Difficulty in Identifying Subtle Image Differences May Hint at Future Likelihood of Alzheimer’s, Researchers Suggest

People who have trouble detecting details in a test with figures may be at increased risk of Alzheimer’s disease later in life, according to a new study. This finding suggests that subtle changes in cognition may be identified long before more common symptoms of Alzheimer’s appear.

The study, “Family History of Alzheimer’s Disease is Associated with Impaired Perceptual Discrimination of Novel Objects,” appeared in the Journal of Alzheimer’s Disease.

Clinical manifestations of Alzheimer’s disease can take years to become fully visible, noted Emily Mason, a postdoctoral associate in the Department of Neurological Surgery at Kentucky’s University of Louisville.

“Right now, by the time we can detect the disease, it would be very difficult to restore function because so much damage has been done to the brain,” Mason, PhD, the study’s first author, said in a news release. “We want to be able to look at really early, really subtle changes that are going on in the brain. One way we can do that is with cognitive testing that is directed at a very specific area of the brain.”

In their study, researchers tested how adults 40 to 60 years old with normal cognition, but at increased risk for Alzheimer’s disease due to family history, performed in a cognitive task known to activate a brain area called the perirhinal cortex. Results were compared to those of participants with no family history of Alzheimer’s.

Grebes
Greeble images courtesy of Michael J. Tarr, Center for the Neural Basis of Cognition and Department of Psychology, Carnegie Mellon University.

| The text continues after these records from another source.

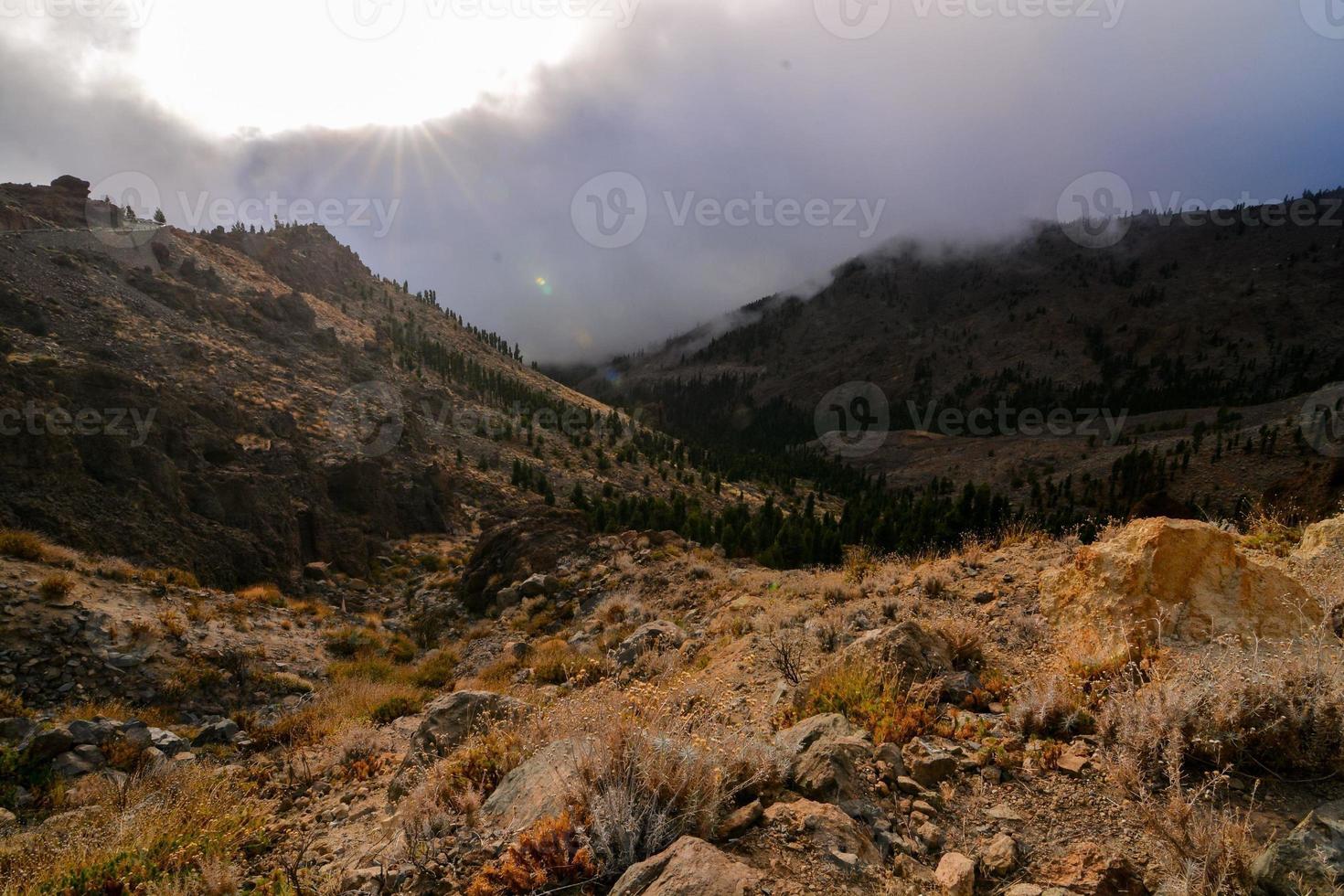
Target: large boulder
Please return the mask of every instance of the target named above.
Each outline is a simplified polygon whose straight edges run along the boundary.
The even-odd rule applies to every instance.
[[[610,896],[747,896],[762,880],[761,872],[703,840],[683,837],[630,865]]]
[[[1281,638],[1320,621],[1294,579],[1242,553],[1208,523],[1134,520],[1106,541],[1078,549],[1071,566],[1040,576],[1040,606],[1059,629],[1102,642],[1163,635]]]
[[[659,619],[636,629],[616,649],[616,662],[629,666],[649,650],[676,650],[685,642],[685,633],[675,623]]]
[[[402,766],[429,764],[452,752],[478,721],[511,719],[521,713],[524,705],[507,695],[493,690],[456,690],[425,707],[425,719],[411,735],[411,746]]]
[[[1344,799],[1317,806],[1251,865],[1270,896],[1336,893],[1344,888]]]
[[[915,678],[952,672],[952,647],[948,641],[914,621],[864,633],[844,649],[840,660],[902,668]]]
[[[823,854],[855,856],[864,864],[882,861],[882,852],[868,832],[829,803],[810,799],[775,803],[765,810],[765,825],[796,837]]]
[[[804,797],[823,802],[857,799],[863,791],[859,768],[871,758],[872,744],[863,737],[823,737],[793,763],[793,785]]]
[[[1344,559],[1344,516],[1313,523],[1302,532],[1302,541],[1293,551],[1293,559],[1302,563]]]
[[[496,827],[520,830],[569,809],[579,785],[575,744],[556,740],[504,775],[481,815]]]

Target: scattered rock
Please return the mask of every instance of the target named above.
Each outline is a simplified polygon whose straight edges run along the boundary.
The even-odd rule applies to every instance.
[[[1008,834],[999,834],[985,846],[985,852],[980,856],[980,864],[985,873],[995,877],[1012,873],[1012,869],[1017,866],[1017,841]]]
[[[629,666],[649,650],[676,650],[685,641],[685,633],[675,623],[659,619],[646,622],[616,649],[616,662]]]
[[[1344,887],[1344,799],[1308,813],[1297,827],[1259,854],[1251,875],[1270,896],[1332,893]]]
[[[810,799],[775,803],[765,810],[765,822],[802,838],[823,854],[853,853],[864,864],[882,861],[882,853],[863,826],[829,803]]]
[[[499,827],[519,830],[564,811],[570,793],[578,785],[575,751],[575,744],[569,740],[558,740],[536,751],[504,775],[481,806],[481,814]]]
[[[961,853],[945,853],[933,877],[946,896],[972,896],[976,892],[976,862]]]
[[[703,840],[683,837],[630,865],[610,896],[747,896],[762,876]]]

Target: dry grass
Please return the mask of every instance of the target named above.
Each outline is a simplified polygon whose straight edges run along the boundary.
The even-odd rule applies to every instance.
[[[79,557],[74,551],[24,529],[0,529],[0,555],[66,568],[73,568]]]
[[[1335,774],[1344,770],[1344,652],[1296,641],[1172,654],[1106,703],[1099,729],[1117,760],[1150,782],[1167,778],[1172,743],[1206,770]]]
[[[692,685],[603,684],[556,704],[542,720],[574,744],[593,856],[607,875],[683,834],[710,837],[742,794],[780,776],[775,747],[742,723],[731,695]]]
[[[874,743],[903,744],[934,729],[937,704],[935,684],[913,682],[900,669],[851,661],[831,666],[808,681],[781,723],[839,712],[872,733]]]
[[[202,892],[204,877],[239,858],[265,818],[241,785],[195,766],[136,776],[124,789],[102,779],[89,787],[79,813],[0,841],[4,893]]]
[[[79,582],[69,572],[52,572],[38,583],[38,594],[44,600],[65,600]]]
[[[1226,896],[1254,892],[1251,865],[1261,844],[1251,833],[1251,809],[1238,811],[1219,802],[1227,775],[1204,776],[1193,789],[1183,785],[1184,744],[1165,744],[1168,785],[1154,791],[1137,770],[1110,766],[1111,780],[1132,799],[1140,823],[1160,844],[1159,892],[1176,896]]]

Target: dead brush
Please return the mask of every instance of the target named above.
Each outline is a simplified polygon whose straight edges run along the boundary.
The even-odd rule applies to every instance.
[[[468,896],[527,896],[581,889],[601,876],[583,833],[583,815],[563,811],[542,818],[519,833],[500,858],[487,862],[466,889]]]
[[[1173,737],[1163,747],[1168,783],[1154,790],[1142,778],[1133,778],[1109,766],[1116,783],[1137,814],[1144,829],[1161,845],[1157,870],[1159,892],[1180,896],[1224,896],[1254,892],[1251,866],[1261,845],[1251,833],[1251,811],[1219,807],[1226,772],[1204,776],[1195,787],[1183,785],[1184,744]]]
[[[593,856],[620,873],[677,837],[711,837],[739,794],[781,774],[774,744],[741,721],[731,693],[685,676],[667,686],[610,684],[556,704],[547,737],[574,747],[573,802]]]
[[[1324,639],[1215,643],[1157,664],[1106,701],[1099,733],[1145,780],[1172,783],[1168,744],[1204,768],[1344,770],[1344,652]]]

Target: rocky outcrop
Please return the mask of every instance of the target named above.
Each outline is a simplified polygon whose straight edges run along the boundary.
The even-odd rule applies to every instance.
[[[1344,888],[1344,799],[1317,806],[1255,860],[1251,875],[1270,896]]]
[[[918,678],[929,678],[952,670],[952,647],[942,635],[911,621],[864,633],[844,649],[840,660],[879,662]]]
[[[675,623],[663,619],[648,622],[621,642],[616,649],[616,662],[620,666],[629,666],[650,650],[676,650],[684,642],[685,633]]]
[[[504,775],[481,815],[496,827],[520,830],[569,809],[578,785],[575,746],[558,740]]]
[[[546,574],[583,539],[583,517],[574,510],[528,510],[481,536],[462,572],[462,602],[484,613],[499,591]],[[544,590],[544,588],[543,588]]]
[[[612,896],[746,896],[762,880],[761,872],[703,840],[683,837],[657,856],[630,865]]]
[[[1313,523],[1302,532],[1302,540],[1293,551],[1301,563],[1320,563],[1332,557],[1344,559],[1344,516]]]
[[[1193,520],[1136,520],[1042,574],[1042,610],[1058,627],[1102,642],[1159,634],[1292,637],[1320,619],[1294,579],[1238,549],[1228,532]]]

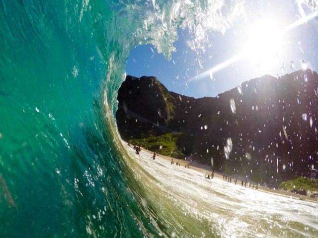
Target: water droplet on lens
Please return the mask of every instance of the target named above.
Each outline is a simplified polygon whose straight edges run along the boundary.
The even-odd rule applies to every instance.
[[[309,124],[310,125],[310,127],[313,127],[313,124],[314,123],[314,120],[313,119],[313,118],[310,117],[310,119],[309,119]]]
[[[308,82],[308,78],[307,77],[307,75],[306,74],[304,75],[304,81],[305,81],[306,83]]]
[[[242,94],[241,85],[238,85],[238,93],[239,93],[240,94]]]
[[[290,61],[290,67],[292,69],[294,69],[294,68],[295,68],[295,63],[293,61]]]
[[[303,59],[301,59],[299,60],[299,63],[300,63],[300,66],[302,67],[302,69],[303,70],[305,70],[307,69],[307,63],[305,61],[305,60]]]

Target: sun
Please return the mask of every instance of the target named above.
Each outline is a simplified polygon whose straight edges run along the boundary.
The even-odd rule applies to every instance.
[[[279,21],[262,17],[255,21],[247,34],[243,52],[245,57],[263,67],[273,62],[283,48],[283,30]]]

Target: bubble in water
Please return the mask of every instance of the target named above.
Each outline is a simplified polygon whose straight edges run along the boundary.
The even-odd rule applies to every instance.
[[[227,146],[224,146],[224,154],[225,155],[225,158],[227,160],[229,159],[230,158],[229,154],[229,151],[228,150],[228,147]]]
[[[72,69],[72,73],[73,75],[73,77],[76,78],[79,75],[79,70],[76,66],[74,65]]]
[[[314,120],[313,120],[313,118],[311,117],[310,119],[309,119],[309,124],[310,125],[311,127],[313,127],[313,123],[314,123]]]
[[[231,106],[231,110],[232,111],[232,113],[235,114],[237,111],[237,109],[235,107],[235,102],[234,102],[234,99],[233,98],[230,100],[230,105]]]
[[[247,152],[245,153],[245,157],[248,160],[250,160],[252,159],[252,156],[251,156],[251,155],[250,155],[250,154],[249,154],[249,153],[247,153]]]
[[[308,82],[308,78],[307,77],[307,75],[304,75],[304,81],[305,81],[306,83]]]
[[[229,137],[227,139],[227,147],[229,153],[231,153],[232,151],[232,149],[233,148],[232,140],[231,139],[231,137]]]
[[[291,68],[292,69],[294,69],[294,68],[295,68],[295,63],[293,61],[290,61],[290,68]]]
[[[240,94],[242,94],[241,85],[238,85],[238,93],[239,93]]]
[[[214,78],[213,78],[213,72],[212,70],[209,72],[209,75],[210,75],[210,79],[212,81],[214,81]]]
[[[305,60],[301,59],[299,60],[299,63],[300,63],[300,66],[302,67],[302,69],[303,70],[305,70],[307,69],[307,63],[305,61]]]
[[[282,73],[285,71],[285,62],[283,62],[282,65],[280,66],[280,70]]]

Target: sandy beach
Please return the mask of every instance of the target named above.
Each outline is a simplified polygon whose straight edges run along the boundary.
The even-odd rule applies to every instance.
[[[127,148],[130,148],[129,150],[132,153],[134,153],[132,146],[128,146],[127,143],[125,141],[122,141],[124,145],[126,145]],[[146,158],[149,158],[150,160],[151,159],[151,157],[152,157],[154,152],[149,150],[147,150],[145,148],[142,148],[142,152],[141,153],[141,156],[144,156]],[[185,167],[186,167],[186,169],[187,169],[188,166],[189,167],[189,169],[193,170],[195,171],[197,171],[198,173],[203,174],[205,173],[207,176],[208,175],[211,175],[212,173],[212,169],[211,167],[207,166],[205,166],[203,165],[201,165],[198,163],[195,162],[188,161],[184,160],[178,159],[175,158],[173,158],[172,157],[169,157],[168,156],[165,156],[164,155],[160,155],[159,154],[157,154],[156,156],[156,159],[158,160],[164,160],[165,161],[168,161],[169,163],[171,163],[171,160],[173,161],[173,165],[171,165],[172,166],[176,166],[176,163],[177,163],[178,165],[178,166],[181,167],[181,168],[183,168],[184,169]],[[225,182],[227,181],[225,179],[223,179],[223,175],[214,171],[214,179],[220,179],[224,180]],[[234,183],[234,179],[235,179],[235,177],[232,177],[232,183]],[[241,186],[241,180],[239,178],[238,178],[237,186]],[[246,189],[256,189],[256,184],[254,186],[254,187],[253,188],[252,186],[249,186],[248,181],[246,185]],[[312,202],[318,202],[318,198],[313,198],[310,197],[310,194],[307,195],[300,195],[297,193],[293,193],[290,191],[286,191],[284,190],[277,190],[273,188],[270,188],[269,187],[267,187],[264,186],[259,185],[258,186],[258,189],[261,191],[277,195],[280,196],[283,196],[287,197],[289,197],[290,198],[295,199],[301,199],[305,201],[310,201]]]

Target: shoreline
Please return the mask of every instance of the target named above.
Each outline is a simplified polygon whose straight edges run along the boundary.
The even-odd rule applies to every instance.
[[[122,140],[123,144],[129,147],[130,148],[132,148],[131,146],[128,145],[127,142],[125,142],[124,140]],[[142,148],[142,151],[143,151],[144,152],[147,153],[149,154],[150,157],[152,157],[153,154],[153,152],[148,150],[147,149],[145,149],[143,147],[141,147]],[[173,162],[176,163],[178,162],[179,164],[180,164],[180,167],[183,167],[184,168],[185,166],[189,166],[189,169],[194,170],[199,173],[202,173],[204,171],[207,171],[208,173],[207,174],[211,174],[212,173],[213,170],[211,168],[209,168],[207,166],[205,166],[204,165],[201,165],[198,163],[191,162],[191,161],[187,161],[186,160],[180,159],[175,159],[174,158],[170,157],[168,156],[166,156],[164,155],[162,155],[160,154],[157,153],[156,159],[165,160],[166,161],[171,162],[171,160],[173,160]],[[225,179],[223,179],[223,176],[221,173],[214,171],[214,178],[216,178],[220,180],[222,180],[224,181],[226,181]],[[213,179],[214,179],[213,178]],[[241,186],[241,179],[238,179],[238,182],[236,184],[237,186]],[[233,181],[232,181],[234,183]],[[249,183],[248,182],[246,185],[245,186],[246,188],[248,189],[256,189],[255,188],[253,188],[251,186],[249,186]],[[301,195],[297,193],[294,193],[290,191],[286,191],[284,190],[277,190],[274,188],[270,188],[268,187],[265,187],[264,186],[258,185],[258,190],[263,191],[264,192],[267,192],[268,193],[271,193],[274,195],[277,195],[278,196],[282,196],[286,197],[289,197],[291,199],[294,199],[296,200],[301,200],[303,201],[310,201],[310,202],[314,202],[318,203],[318,198],[313,198],[311,197],[310,195]]]

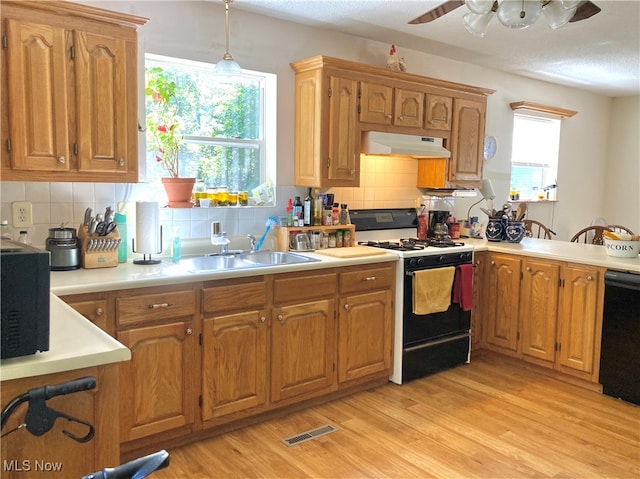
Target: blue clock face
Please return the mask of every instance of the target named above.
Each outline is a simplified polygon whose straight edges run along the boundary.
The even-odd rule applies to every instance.
[[[484,159],[490,160],[496,154],[496,149],[498,148],[498,143],[496,142],[495,137],[487,136],[484,139]]]

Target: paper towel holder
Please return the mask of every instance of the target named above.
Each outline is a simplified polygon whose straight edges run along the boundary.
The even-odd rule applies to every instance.
[[[162,245],[162,225],[160,225],[160,245]],[[131,251],[133,251],[134,253],[137,253],[136,251],[136,239],[135,238],[131,238]],[[155,254],[160,254],[162,253],[162,248],[160,248],[160,251],[156,251]],[[134,259],[133,260],[133,264],[160,264],[162,262],[162,260],[159,259],[153,259],[151,257],[151,253],[142,253],[142,258],[138,258],[138,259]]]

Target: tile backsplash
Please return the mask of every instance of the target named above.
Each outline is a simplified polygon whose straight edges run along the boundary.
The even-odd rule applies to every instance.
[[[351,209],[402,208],[413,206],[420,190],[415,187],[417,162],[411,158],[388,158],[363,155],[359,188],[322,189],[335,195],[336,201]],[[156,185],[157,188],[157,185]],[[157,191],[143,183],[0,183],[1,219],[11,225],[11,203],[30,201],[33,205],[33,226],[28,229],[34,245],[44,245],[49,228],[64,224],[77,227],[82,223],[86,208],[94,214],[107,206],[117,208],[120,203],[129,225],[135,225],[136,201],[159,201]],[[182,238],[207,238],[211,221],[221,221],[230,237],[262,234],[269,216],[282,216],[288,198],[306,195],[306,188],[280,186],[276,188],[275,207],[237,206],[224,208],[160,209],[160,223],[165,240],[177,227]],[[122,203],[121,203],[122,202]],[[130,226],[129,231],[134,231]],[[18,231],[11,226],[14,237]],[[132,236],[131,234],[129,236]]]

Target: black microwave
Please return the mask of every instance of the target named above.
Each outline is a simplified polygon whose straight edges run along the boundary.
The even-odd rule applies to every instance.
[[[49,350],[49,255],[16,241],[0,242],[2,359]]]

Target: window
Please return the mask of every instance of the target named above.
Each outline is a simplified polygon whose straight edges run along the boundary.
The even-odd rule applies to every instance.
[[[235,191],[252,191],[275,179],[275,75],[245,71],[242,76],[221,78],[213,74],[213,67],[145,56],[148,181],[167,176],[161,161],[164,150],[153,138],[165,121],[166,128],[177,125],[179,176]],[[159,116],[154,98],[172,84],[174,108],[166,120]]]
[[[520,199],[544,198],[557,183],[559,146],[560,119],[514,113],[511,190]]]

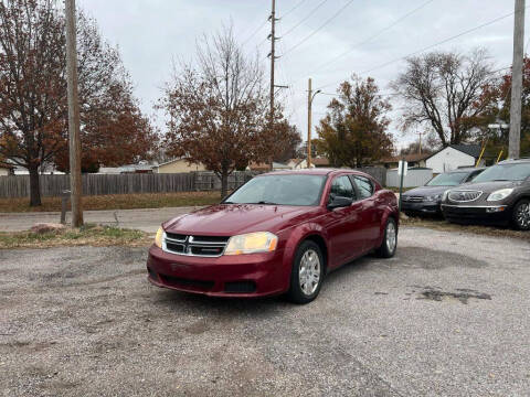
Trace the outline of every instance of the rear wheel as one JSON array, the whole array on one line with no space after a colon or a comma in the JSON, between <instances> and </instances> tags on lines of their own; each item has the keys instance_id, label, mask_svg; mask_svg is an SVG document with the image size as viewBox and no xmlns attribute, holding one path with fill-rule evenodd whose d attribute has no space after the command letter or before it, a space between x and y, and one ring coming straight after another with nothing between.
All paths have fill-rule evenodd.
<instances>
[{"instance_id":1,"label":"rear wheel","mask_svg":"<svg viewBox=\"0 0 530 397\"><path fill-rule=\"evenodd\" d=\"M520 230L530 230L530 200L523 198L513 207L513 225Z\"/></svg>"},{"instance_id":2,"label":"rear wheel","mask_svg":"<svg viewBox=\"0 0 530 397\"><path fill-rule=\"evenodd\" d=\"M394 218L389 217L384 227L383 242L375 249L375 254L381 258L392 258L398 248L398 225Z\"/></svg>"},{"instance_id":3,"label":"rear wheel","mask_svg":"<svg viewBox=\"0 0 530 397\"><path fill-rule=\"evenodd\" d=\"M296 251L290 275L289 299L299 304L309 303L320 292L325 272L324 256L314 242L304 242Z\"/></svg>"}]
</instances>

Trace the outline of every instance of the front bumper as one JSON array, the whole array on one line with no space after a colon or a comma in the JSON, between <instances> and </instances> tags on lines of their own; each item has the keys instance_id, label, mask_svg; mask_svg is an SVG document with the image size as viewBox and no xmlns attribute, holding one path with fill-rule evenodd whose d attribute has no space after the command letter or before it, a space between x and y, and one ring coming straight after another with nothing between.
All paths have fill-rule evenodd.
<instances>
[{"instance_id":1,"label":"front bumper","mask_svg":"<svg viewBox=\"0 0 530 397\"><path fill-rule=\"evenodd\" d=\"M452 223L507 225L511 208L507 205L453 205L442 204L444 217Z\"/></svg>"},{"instance_id":2,"label":"front bumper","mask_svg":"<svg viewBox=\"0 0 530 397\"><path fill-rule=\"evenodd\" d=\"M416 214L439 214L439 203L421 202L421 203L401 203L401 211Z\"/></svg>"},{"instance_id":3,"label":"front bumper","mask_svg":"<svg viewBox=\"0 0 530 397\"><path fill-rule=\"evenodd\" d=\"M211 297L265 297L288 290L290 266L284 249L267 254L189 257L151 246L148 279L162 288Z\"/></svg>"}]
</instances>

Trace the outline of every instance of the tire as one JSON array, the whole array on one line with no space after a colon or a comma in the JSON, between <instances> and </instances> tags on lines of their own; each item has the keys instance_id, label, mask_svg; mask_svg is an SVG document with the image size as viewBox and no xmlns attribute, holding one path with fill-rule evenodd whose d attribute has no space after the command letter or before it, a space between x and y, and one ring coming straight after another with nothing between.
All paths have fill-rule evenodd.
<instances>
[{"instance_id":1,"label":"tire","mask_svg":"<svg viewBox=\"0 0 530 397\"><path fill-rule=\"evenodd\" d=\"M393 243L392 243L393 242ZM378 249L375 249L375 255L380 258L392 258L398 249L398 225L395 224L394 218L389 217L386 225L384 226L383 240Z\"/></svg>"},{"instance_id":2,"label":"tire","mask_svg":"<svg viewBox=\"0 0 530 397\"><path fill-rule=\"evenodd\" d=\"M530 230L530 200L522 198L513 206L512 223L519 230Z\"/></svg>"},{"instance_id":3,"label":"tire","mask_svg":"<svg viewBox=\"0 0 530 397\"><path fill-rule=\"evenodd\" d=\"M320 292L325 271L326 264L320 247L310 240L303 242L293 262L289 300L298 304L306 304L315 300Z\"/></svg>"}]
</instances>

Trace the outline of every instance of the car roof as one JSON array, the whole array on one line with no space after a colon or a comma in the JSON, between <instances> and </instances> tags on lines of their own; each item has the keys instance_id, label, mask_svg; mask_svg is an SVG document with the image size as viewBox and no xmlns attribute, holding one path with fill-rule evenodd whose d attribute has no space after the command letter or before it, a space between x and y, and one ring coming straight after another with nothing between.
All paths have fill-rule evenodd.
<instances>
[{"instance_id":1,"label":"car roof","mask_svg":"<svg viewBox=\"0 0 530 397\"><path fill-rule=\"evenodd\" d=\"M267 172L259 174L261 175L330 175L330 174L337 174L341 172L347 172L347 173L356 173L356 174L361 174L361 171L357 170L350 170L350 169L325 169L325 168L315 168L315 169L301 169L301 170L280 170L280 171L273 171L273 172Z\"/></svg>"},{"instance_id":2,"label":"car roof","mask_svg":"<svg viewBox=\"0 0 530 397\"><path fill-rule=\"evenodd\" d=\"M456 169L456 170L451 170L451 171L447 171L445 173L456 173L456 172L473 172L473 171L484 171L486 170L486 167L466 167L466 168L462 168L462 169Z\"/></svg>"},{"instance_id":3,"label":"car roof","mask_svg":"<svg viewBox=\"0 0 530 397\"><path fill-rule=\"evenodd\" d=\"M526 164L526 163L530 163L530 158L508 159L499 162L499 164Z\"/></svg>"}]
</instances>

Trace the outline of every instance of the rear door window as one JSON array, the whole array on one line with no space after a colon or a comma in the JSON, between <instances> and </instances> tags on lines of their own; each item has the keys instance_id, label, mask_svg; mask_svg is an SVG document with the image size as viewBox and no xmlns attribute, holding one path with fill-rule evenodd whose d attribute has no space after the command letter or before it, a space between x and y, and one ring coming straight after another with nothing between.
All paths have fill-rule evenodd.
<instances>
[{"instance_id":1,"label":"rear door window","mask_svg":"<svg viewBox=\"0 0 530 397\"><path fill-rule=\"evenodd\" d=\"M353 175L353 181L356 182L361 200L373 195L373 183L368 178Z\"/></svg>"},{"instance_id":2,"label":"rear door window","mask_svg":"<svg viewBox=\"0 0 530 397\"><path fill-rule=\"evenodd\" d=\"M329 198L331 200L336 196L348 197L353 201L357 200L356 190L353 189L353 185L347 175L337 176L331 183Z\"/></svg>"}]
</instances>

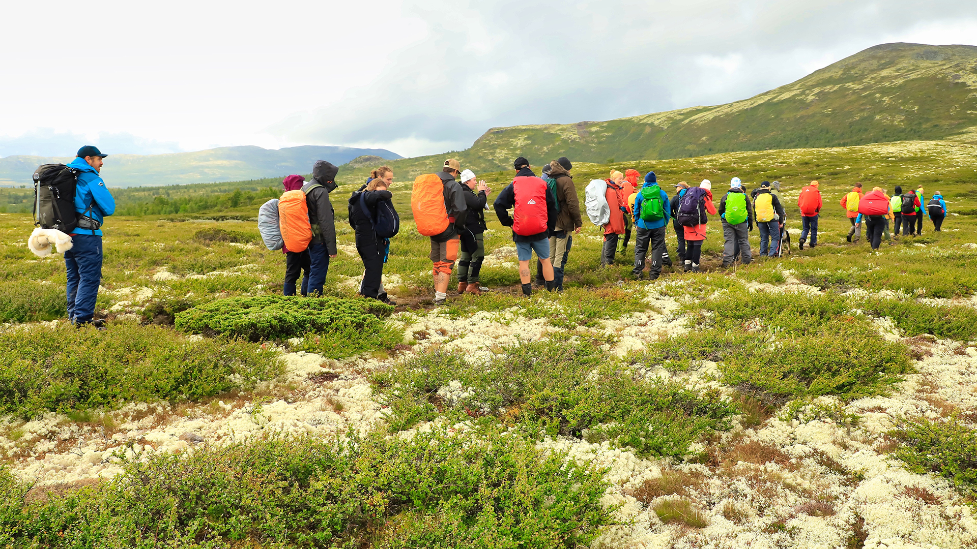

During the test, participants viewed sets of four images of real-world objects, human faces, scenes and Greebles (fine details added to the surface of a larger object that makes it look more complex). Among the four images, one was slightly different from the other, and researchers asked participants to identify which image was the “odd man out.|

Both groups performed similarly for the objects, faces and scenes, but the group of at-risk participants had more difficulty  identifying the different image compared to the other group. Indeed, the at-risk group answered correctly 78 percent of the time, whereas the other participants detected the different greeble 87 percent of the time.

“Most people have never seen a Greeble and Greebles are highly similar, so they are by far the toughest objects to differentiate,” Mason said. “Using this task, we were able to find a significant difference between the at-risk group and the control group. Both groups did get better with practice, but the at-risk group lagged behind the control group throughout the process. The best thing we could do is have people take this test in their 40s and 50s, and track them for the next 10 or 20 years to see who eventually develops the disease and who doesn’t.|

Researchers cautioned that this test is not definitive in detecting Alzheimer’s, but may help clinicians identify which at-risk subjects may develop the disease over time.

“We are not proposing that the identification of novel objects such as Greebles is a definitive marker of the disease, but when paired with some of the novel biomarkers and a solid clinical history, it may improve our diagnostic acumen in early high-risk individuals,” said Brandon Ally, PhD, the study’s senior author. “As prevention methods, vaccines or disease modifying drugs become available, markers like novel object detection may help to identify the high priority candidates.”